ReplyDeleteI'm sure you feel the same as I, Emma: I never thought someone as hip as I would be, consarnit, talking about the old days. I guess I'm just fearful for the year 2020 when Halloween will overlap with the Fourth of July.
ReplyDeleteThanks for reading, my friend!
Best,
Chris
I actually enjoy Halloween, but I'm good at tuning out the fuss until it's close. I can tune in now that it's almost over. Except for the stomach aches and cavities. And cleaning up fake spider webs, disposing of rotting jack-o-lanterns, and figuring out where to store the plastic fangs.

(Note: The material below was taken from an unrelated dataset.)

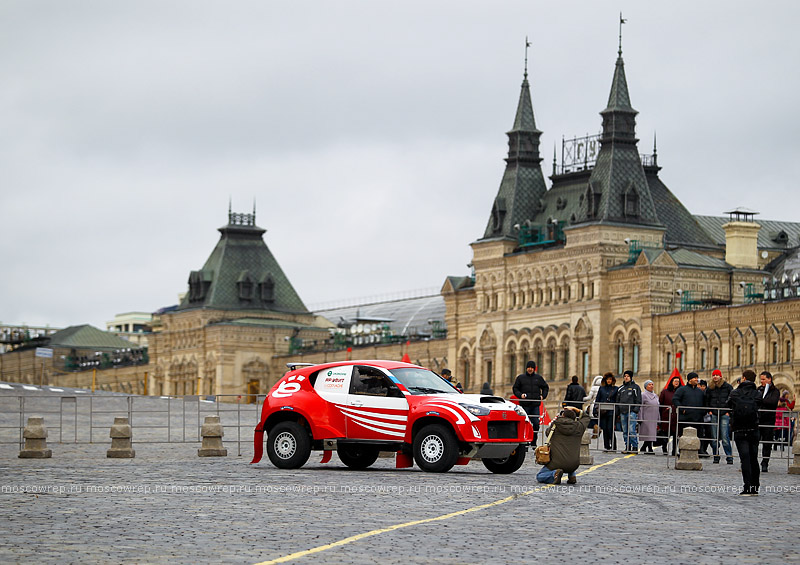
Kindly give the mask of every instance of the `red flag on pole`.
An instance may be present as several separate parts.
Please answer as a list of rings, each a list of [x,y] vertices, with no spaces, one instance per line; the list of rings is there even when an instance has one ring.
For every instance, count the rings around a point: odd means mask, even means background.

ReplyDeleteI notice Thanksgiving and even Christmas decorations already crowding out Halloween displays in stores, and I suspect that's a clue to why Halloween keeps expanding. It's a way to stretch out "The Holidays," a time of good cheer and relentless spending.
At least there's candy for October.
I wish I wasn't so grouchy about something so harmless. As I point out, I enjoy my normal so much it needs no enhancing. Funny, my wife thinks the opposite. Hmmm . . .
ReplyDeleteI've been cranky lately, Keith, because our new puppy is robbing us all of sleep. I'm a zombie this Halloween.
Glad to see things are going well for you in the new house. Happy Halloween, my friend.